Future-Proofing the Firm: The People Component
Industry News: Legal Management Updates
 

Future-Proofing the Firm: The People Component

Adopting artificial intelligence requires more than technology training. Learn what your firm can do to prepare your people as well.
By Kathleen Pearson
May 2026
 

Everyone in legal is talking about artificial intelligence. Most of that conversation is about tools, capabilities and which tasks technology can handle. What is not getting enough attention is what comes after that.

I have spent more than two decades working inside law firms and legal services organizations. I have watched how firms respond to change, and I have seen the pattern repeat itself: A new technology arrives, the focus goes entirely to implementation and the people side gets treated as an afterthought. The firms that struggle are the ones that never ask the harder question: not “What can AI do?” but “What does this mean for the people doing the work?”

The fact is AI does not eliminate the need for people, but it changes what is required of them. In most cases, it raises the bar.

I see this in the work I do every day. My company supports law firms across the full range of their operations, which means we have a close view into how frontline roles are actually shifting in real time.

Take front-of-house hospitality. These teams have always been defined by professionalism, responsiveness and presence. As technology absorbs the transactional parts of their role, like scheduling and basic inquiries, the expectation shifts. What a client now remembers is whether someone anticipated their needs or navigated an awkward moment with grace. That is not something technology can replicate. The role is becoming more human, not less, but it requires a different kind of preparation.

What a client now remembers is whether someone anticipated their needs or navigated an awkward moment with grace.

Document proofreaders are experiencing the same thing. AI can flag inconsistencies and suggest edits. But a proofreader who understands a client relationship, knows the history of a matter and can read tone accurately is doing something fundamentally different from spell-checking. The role is shifting from execution to quality oversight. The judgment piece is actually more important now, not less.

Billing professionals are another good example. Automation speeds up workflows and reduces manual entry. But it also creates a more transparent environment where clarity, defensibility and client alignment matter more than ever. The person in that role is no longer just producing an invoice. They are managing a client relationship through a document.

These are not incremental changes. They require firms to think differently about how they hire, develop and support the people doing this work.

The risk is treating AI as a technology initiative. When that happens, firms implement tools without redefining roles, gain efficiency without clarifying accountability and shift expectations without updating the training or performance models that support their people. Over time, that creates friction, both operational and cultural.

Avoiding that requires a few deliberate choices.

Roles need to be examined with fresh eyes. Not to pinpoint what to automate, but to identify where human judgment creates the most value. That is where investment should follow.

Talent development needs to evolve. AI fluency is not about becoming technical. It is about knowing how to interpret an output, when to trust it, when to challenge it and how to apply it in a specific context. That is a learnable skill, and it needs to be built into how firms train people at every level.

Career paths need to be intentionally redesigned. As roles become more hybrid, there are real opportunities for growth that did not exist before. A hospitality professional can develop deep expertise in client experience. A billing specialist can move toward financial analysis or client advisory work. But those pathways do not create themselves. They need to be defined and supported.

Communication matters more than most firms realize.

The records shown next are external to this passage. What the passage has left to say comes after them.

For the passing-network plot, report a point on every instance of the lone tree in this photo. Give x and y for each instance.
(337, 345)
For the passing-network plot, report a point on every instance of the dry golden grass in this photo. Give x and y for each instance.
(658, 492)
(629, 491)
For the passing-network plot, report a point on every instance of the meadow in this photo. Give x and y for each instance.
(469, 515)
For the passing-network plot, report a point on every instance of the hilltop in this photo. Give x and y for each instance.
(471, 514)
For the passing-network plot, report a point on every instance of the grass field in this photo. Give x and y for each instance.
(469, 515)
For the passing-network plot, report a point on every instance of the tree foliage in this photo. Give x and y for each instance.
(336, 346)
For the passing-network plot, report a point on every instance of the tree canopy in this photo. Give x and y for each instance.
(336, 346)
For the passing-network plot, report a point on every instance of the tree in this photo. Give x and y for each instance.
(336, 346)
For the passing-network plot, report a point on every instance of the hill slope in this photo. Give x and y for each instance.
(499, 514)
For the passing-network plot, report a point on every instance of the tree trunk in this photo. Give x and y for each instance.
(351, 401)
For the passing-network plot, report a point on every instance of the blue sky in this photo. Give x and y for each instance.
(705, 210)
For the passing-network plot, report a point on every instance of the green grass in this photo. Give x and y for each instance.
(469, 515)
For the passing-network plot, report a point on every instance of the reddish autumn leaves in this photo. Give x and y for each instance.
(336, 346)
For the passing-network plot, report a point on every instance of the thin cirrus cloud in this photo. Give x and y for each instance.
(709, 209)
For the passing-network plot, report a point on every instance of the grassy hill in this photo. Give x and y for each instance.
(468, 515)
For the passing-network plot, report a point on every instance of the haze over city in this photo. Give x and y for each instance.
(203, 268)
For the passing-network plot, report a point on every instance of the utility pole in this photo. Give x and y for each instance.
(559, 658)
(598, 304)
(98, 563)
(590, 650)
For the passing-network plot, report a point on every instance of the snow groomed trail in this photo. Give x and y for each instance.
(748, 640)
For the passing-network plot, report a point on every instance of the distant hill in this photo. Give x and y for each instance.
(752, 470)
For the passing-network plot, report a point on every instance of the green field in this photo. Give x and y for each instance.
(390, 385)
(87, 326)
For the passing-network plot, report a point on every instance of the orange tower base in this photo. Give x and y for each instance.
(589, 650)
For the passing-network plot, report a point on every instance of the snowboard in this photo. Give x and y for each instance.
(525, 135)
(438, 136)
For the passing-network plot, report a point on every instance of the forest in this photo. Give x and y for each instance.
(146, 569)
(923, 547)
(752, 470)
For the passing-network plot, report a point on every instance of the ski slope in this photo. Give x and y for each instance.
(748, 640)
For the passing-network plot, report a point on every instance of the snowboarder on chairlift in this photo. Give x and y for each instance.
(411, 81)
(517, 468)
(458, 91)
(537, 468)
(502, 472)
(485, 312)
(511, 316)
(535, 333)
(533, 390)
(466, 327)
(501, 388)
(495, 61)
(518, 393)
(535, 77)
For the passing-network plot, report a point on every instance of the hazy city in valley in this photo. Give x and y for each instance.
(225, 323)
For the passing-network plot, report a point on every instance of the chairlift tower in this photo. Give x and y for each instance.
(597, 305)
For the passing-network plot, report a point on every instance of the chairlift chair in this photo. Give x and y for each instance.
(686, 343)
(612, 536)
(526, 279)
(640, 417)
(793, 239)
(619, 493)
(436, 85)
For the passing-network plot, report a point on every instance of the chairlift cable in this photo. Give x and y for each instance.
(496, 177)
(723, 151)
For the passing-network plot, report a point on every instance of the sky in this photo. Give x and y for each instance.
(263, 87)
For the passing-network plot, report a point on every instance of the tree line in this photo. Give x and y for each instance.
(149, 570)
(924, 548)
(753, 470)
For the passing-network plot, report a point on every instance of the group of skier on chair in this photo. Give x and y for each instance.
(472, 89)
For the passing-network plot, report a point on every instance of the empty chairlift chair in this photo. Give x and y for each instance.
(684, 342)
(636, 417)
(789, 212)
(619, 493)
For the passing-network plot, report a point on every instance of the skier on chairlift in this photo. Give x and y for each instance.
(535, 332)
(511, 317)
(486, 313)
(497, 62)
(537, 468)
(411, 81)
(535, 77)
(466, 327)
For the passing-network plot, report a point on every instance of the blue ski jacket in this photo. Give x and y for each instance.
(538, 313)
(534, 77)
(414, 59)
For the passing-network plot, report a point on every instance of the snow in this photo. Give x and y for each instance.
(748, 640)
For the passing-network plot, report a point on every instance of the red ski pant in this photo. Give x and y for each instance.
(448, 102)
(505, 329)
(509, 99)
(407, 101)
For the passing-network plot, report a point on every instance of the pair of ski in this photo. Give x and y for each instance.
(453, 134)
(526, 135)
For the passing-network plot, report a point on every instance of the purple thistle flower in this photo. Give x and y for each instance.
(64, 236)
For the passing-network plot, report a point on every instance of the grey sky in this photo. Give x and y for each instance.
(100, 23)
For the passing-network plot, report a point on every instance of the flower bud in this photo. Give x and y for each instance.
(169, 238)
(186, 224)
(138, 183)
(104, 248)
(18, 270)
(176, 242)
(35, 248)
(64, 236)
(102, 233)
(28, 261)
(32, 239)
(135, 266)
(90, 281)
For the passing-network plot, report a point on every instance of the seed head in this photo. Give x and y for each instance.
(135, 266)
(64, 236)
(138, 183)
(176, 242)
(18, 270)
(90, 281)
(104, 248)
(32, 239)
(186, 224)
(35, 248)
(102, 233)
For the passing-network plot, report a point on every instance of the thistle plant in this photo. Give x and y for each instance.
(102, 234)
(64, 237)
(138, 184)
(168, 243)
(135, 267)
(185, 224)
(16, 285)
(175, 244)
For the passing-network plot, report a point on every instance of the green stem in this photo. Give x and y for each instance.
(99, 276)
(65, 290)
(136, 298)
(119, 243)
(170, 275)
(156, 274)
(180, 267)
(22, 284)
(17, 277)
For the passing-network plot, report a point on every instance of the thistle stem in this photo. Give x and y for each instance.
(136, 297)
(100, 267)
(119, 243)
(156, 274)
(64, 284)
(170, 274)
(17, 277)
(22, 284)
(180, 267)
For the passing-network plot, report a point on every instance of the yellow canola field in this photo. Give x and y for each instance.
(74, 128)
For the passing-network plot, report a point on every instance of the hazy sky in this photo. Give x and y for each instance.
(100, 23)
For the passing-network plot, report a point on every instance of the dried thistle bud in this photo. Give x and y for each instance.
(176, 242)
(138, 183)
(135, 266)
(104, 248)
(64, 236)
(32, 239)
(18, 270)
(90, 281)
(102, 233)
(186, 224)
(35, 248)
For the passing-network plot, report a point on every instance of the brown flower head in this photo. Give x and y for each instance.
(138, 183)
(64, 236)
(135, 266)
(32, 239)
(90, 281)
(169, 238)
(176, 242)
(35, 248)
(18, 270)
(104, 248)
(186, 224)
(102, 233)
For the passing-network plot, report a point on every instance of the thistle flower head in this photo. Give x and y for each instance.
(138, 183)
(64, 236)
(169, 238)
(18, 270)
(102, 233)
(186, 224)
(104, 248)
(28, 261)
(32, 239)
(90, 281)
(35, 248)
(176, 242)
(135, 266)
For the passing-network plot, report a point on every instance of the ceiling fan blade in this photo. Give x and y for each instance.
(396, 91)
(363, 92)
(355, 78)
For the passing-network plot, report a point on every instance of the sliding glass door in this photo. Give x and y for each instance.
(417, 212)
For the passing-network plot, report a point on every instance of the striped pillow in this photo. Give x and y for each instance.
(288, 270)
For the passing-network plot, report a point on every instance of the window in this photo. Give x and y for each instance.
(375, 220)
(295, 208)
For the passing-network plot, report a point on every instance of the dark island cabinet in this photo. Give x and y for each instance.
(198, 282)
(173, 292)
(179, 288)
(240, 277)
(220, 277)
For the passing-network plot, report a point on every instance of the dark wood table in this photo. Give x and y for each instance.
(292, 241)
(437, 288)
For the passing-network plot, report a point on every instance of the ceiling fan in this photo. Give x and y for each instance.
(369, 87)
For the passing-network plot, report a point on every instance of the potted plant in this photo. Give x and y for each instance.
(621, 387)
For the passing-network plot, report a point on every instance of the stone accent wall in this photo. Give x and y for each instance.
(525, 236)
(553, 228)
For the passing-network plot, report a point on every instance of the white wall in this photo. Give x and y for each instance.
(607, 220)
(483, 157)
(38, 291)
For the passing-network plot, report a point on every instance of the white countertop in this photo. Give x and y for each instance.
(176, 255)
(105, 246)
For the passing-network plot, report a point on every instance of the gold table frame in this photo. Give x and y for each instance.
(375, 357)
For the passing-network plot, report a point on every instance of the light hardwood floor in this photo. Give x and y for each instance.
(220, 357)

Change at this scale creates uncertainty. People want to understand what is shifting and what it means for them personally. The firms that handle this well are the ones that engage early, explain clearly and treat their employees as partners in the transition rather than recipients of it.

People want to understand what is shifting and what it means for them personally.

AI is not going to slow down. New capabilities will keep emerging. But the firms that see real, lasting benefit will be the ones that never separate the technology conversation from the people conversation.

Technology changes how work gets done. People determine how well it is done, how clients experience it and what it ultimately says about the firm.

That part has not changed. And it won’t.